– Я бы попросил госпожу указать если не точные размеры, то хотя бы пропорции этих… изделий, – хмуро проговорил сотник. – Для бронзовых дел мастеров нужно составить толковое описание. Надеюсь, это не единственные вещи, которые вы могли бы предложить для защиты Бейши?
«Господи, покарай меня, грешную…» – мысленно застонала Яна. Но Всевышний не спешил посылать ей инсульт или паралич, а также не торопился с громом и молнией. Пришлось говорить.
– Господин, у вас для увеселительных целей используют вот такие штуки, – она набросала эскиз ракеты. – Можно вместо красивых цветных огней сделать заряд боевого пороха, а затем направлять их не в небо, а на конницу врага… Ещё можно делать длинные стальные трубки по принципу бронзовых орудий, но меньшего… диаметра. Для стрельбы с рук… И ещё – вот такие кувшины с порохом и зажигательным шнуром. Их можно бросать, а осколки кувшинов, разлетаясь…

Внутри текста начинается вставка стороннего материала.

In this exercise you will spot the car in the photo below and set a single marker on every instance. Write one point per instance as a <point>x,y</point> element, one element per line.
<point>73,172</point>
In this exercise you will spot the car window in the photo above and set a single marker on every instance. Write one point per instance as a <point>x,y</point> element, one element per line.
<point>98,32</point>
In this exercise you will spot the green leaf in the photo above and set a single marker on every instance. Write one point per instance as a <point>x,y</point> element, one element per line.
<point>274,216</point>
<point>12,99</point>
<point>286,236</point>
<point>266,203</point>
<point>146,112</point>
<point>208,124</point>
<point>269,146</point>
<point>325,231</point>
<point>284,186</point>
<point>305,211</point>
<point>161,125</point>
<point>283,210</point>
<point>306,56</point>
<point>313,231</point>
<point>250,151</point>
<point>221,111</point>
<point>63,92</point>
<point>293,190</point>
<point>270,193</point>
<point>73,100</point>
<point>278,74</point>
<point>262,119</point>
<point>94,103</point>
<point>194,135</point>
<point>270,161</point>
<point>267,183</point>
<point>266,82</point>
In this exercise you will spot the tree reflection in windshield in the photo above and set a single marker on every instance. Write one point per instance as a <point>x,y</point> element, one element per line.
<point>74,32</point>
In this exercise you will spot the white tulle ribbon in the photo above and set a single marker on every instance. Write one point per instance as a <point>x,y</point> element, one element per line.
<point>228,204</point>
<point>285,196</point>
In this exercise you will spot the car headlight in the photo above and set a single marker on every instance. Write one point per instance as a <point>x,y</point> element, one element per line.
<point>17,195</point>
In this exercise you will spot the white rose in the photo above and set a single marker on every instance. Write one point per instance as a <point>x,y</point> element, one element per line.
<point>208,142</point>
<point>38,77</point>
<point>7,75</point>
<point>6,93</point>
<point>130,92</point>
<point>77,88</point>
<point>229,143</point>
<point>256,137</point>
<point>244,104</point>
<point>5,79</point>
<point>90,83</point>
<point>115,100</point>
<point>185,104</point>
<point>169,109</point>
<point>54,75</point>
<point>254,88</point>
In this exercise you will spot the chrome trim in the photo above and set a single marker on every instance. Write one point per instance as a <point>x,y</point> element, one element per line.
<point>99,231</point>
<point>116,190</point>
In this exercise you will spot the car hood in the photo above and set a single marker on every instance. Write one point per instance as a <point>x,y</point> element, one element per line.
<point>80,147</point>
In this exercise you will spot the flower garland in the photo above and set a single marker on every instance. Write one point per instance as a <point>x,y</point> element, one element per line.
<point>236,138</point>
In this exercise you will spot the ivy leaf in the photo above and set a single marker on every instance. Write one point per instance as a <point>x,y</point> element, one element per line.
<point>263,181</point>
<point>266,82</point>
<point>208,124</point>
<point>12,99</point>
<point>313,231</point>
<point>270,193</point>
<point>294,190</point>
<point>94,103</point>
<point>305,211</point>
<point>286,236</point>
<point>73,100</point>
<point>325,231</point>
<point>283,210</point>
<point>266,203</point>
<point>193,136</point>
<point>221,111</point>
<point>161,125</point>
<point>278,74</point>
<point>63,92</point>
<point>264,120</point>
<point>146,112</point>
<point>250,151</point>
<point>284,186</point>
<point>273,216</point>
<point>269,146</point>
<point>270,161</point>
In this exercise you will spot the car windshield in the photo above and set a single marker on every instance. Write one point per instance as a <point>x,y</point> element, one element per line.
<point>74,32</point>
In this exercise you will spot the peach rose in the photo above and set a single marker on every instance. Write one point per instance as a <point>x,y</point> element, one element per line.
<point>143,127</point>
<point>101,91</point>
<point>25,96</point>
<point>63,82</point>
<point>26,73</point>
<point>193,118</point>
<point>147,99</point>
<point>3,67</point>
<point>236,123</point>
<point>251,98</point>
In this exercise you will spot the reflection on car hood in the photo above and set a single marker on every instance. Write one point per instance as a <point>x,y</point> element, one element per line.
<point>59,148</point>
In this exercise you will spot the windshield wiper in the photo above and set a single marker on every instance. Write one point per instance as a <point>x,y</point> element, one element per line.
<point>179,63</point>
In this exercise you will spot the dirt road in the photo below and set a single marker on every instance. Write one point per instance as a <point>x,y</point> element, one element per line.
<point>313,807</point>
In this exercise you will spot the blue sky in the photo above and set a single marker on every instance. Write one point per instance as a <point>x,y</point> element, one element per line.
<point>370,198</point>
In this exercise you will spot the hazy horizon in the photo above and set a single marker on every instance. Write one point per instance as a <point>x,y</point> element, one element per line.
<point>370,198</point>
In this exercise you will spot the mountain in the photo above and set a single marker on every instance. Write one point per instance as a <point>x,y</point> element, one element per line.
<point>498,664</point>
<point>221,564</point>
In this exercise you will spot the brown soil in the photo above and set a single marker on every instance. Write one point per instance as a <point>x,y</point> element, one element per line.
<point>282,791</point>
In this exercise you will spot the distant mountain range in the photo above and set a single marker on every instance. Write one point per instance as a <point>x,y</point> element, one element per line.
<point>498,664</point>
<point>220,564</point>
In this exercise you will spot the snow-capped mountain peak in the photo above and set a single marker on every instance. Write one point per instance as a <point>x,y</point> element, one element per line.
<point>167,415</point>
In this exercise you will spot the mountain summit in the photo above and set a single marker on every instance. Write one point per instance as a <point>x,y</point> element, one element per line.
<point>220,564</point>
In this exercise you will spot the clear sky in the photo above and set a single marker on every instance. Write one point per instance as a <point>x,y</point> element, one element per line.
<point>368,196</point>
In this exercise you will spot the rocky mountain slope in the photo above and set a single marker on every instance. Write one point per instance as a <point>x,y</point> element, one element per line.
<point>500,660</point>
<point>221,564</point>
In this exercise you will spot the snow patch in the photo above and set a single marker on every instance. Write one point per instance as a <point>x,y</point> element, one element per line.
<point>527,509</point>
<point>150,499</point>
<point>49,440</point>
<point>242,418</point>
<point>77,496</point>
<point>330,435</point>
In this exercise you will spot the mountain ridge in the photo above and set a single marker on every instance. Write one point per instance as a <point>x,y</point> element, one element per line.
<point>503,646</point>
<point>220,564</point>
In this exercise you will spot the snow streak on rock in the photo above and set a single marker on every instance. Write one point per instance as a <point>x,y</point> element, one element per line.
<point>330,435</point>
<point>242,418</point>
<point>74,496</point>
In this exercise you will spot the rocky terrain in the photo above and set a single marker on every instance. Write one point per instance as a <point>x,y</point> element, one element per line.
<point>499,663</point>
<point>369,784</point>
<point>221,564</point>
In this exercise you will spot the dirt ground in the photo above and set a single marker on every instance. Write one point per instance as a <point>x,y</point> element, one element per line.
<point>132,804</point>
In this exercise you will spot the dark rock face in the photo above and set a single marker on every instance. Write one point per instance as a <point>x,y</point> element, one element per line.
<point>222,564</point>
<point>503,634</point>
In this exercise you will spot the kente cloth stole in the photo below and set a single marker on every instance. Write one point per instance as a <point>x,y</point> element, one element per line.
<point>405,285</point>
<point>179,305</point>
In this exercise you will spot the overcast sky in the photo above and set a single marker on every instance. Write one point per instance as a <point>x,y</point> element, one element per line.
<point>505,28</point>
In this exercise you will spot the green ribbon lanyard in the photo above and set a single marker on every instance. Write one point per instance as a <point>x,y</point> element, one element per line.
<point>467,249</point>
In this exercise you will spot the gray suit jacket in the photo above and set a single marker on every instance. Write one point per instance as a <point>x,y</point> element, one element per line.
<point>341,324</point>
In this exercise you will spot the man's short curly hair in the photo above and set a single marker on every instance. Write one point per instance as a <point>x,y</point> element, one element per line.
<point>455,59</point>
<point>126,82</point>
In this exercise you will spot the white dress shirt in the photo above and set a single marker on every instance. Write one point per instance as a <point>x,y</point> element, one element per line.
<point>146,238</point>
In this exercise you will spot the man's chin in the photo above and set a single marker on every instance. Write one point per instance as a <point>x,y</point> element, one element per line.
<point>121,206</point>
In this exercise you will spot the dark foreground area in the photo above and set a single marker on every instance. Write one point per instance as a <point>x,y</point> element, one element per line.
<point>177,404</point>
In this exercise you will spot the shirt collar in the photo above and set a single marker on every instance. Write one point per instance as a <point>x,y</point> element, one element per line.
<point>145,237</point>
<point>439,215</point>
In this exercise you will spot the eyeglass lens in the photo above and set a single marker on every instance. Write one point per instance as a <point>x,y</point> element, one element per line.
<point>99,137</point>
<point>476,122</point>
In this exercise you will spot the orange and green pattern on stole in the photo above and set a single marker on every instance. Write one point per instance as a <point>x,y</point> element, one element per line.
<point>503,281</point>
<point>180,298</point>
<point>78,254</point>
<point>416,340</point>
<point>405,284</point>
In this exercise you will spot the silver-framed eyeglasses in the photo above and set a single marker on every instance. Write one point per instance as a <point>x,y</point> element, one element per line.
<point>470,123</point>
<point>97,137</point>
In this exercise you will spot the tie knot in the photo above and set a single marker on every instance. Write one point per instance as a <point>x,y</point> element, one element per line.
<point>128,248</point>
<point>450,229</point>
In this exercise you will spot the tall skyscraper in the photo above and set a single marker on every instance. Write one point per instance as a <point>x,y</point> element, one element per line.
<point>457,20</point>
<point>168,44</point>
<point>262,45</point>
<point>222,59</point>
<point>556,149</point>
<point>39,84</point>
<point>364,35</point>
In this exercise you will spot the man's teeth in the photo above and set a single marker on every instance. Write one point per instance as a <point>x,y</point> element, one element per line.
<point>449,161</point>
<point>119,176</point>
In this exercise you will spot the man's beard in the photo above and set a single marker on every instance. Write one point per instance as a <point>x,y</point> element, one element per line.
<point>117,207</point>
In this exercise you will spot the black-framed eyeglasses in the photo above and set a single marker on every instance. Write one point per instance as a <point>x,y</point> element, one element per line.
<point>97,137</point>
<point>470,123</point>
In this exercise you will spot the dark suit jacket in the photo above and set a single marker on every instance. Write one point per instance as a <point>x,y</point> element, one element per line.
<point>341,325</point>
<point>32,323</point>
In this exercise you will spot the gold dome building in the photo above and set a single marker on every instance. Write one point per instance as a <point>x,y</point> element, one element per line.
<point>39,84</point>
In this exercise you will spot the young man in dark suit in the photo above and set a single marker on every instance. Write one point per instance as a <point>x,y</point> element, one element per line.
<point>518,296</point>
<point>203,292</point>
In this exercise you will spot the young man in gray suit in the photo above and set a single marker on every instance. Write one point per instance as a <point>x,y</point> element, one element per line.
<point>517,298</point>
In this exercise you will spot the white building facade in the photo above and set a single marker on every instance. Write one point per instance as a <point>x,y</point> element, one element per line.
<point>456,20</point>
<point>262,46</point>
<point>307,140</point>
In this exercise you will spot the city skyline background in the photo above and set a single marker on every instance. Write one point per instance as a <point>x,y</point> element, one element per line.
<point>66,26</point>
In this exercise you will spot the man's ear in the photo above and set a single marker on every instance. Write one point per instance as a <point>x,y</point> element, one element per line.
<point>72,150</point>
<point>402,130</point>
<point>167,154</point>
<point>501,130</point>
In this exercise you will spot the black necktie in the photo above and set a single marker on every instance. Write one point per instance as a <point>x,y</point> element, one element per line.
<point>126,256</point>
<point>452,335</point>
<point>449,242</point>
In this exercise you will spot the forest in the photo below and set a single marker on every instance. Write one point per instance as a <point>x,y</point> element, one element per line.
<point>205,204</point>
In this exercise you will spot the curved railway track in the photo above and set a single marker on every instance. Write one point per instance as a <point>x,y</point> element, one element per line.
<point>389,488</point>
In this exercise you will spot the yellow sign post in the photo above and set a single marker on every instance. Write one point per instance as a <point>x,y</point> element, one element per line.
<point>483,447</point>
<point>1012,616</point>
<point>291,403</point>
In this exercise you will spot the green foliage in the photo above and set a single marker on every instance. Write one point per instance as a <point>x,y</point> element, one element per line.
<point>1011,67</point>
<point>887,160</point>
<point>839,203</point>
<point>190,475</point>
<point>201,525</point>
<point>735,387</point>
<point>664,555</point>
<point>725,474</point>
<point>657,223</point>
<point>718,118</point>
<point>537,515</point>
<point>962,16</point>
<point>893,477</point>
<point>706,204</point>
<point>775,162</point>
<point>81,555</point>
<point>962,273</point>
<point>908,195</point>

По рассказам соседей Яна имела некоторое представление о том, что такое набег недружелюбно настроенных степняков. Это монголы резали всех, кто выше тележной оси. Здешним кочевникам рабы-пахари были не нужны, кидани и маньчжуры не строили империю. Потому во время войн или, как сейчас, бунтов кочевников, уже присягавших Поднебесной на верность, опустошению подвергалось всё, до чего кидани могли дотянуться. Людей вырезали поголовно. Она понимала, что ещё не раз пожалеет о содеянном, но если сейчас не остановить войну или хотя бы не минимизировать её потери, поводов для сожаления будет куда больше. Почуяв слабину империи, степняки быстро смекнут, где пожива, и так же быстро соберутся в мощный кулак. А Поднебесная уже неважно проявила себя на внешнеполитической арене, теряя влияние на западных окраинах. Страна густо населена, ханьцы уже тогда были самым многочисленным народом планеты, и в случае полноценного вторжения жертвы могли исчисляться миллионами… Миллионы жизней на одной чаше весов – против вероятных жертв будущих войн Китая. И не только Китая. Что перевесит?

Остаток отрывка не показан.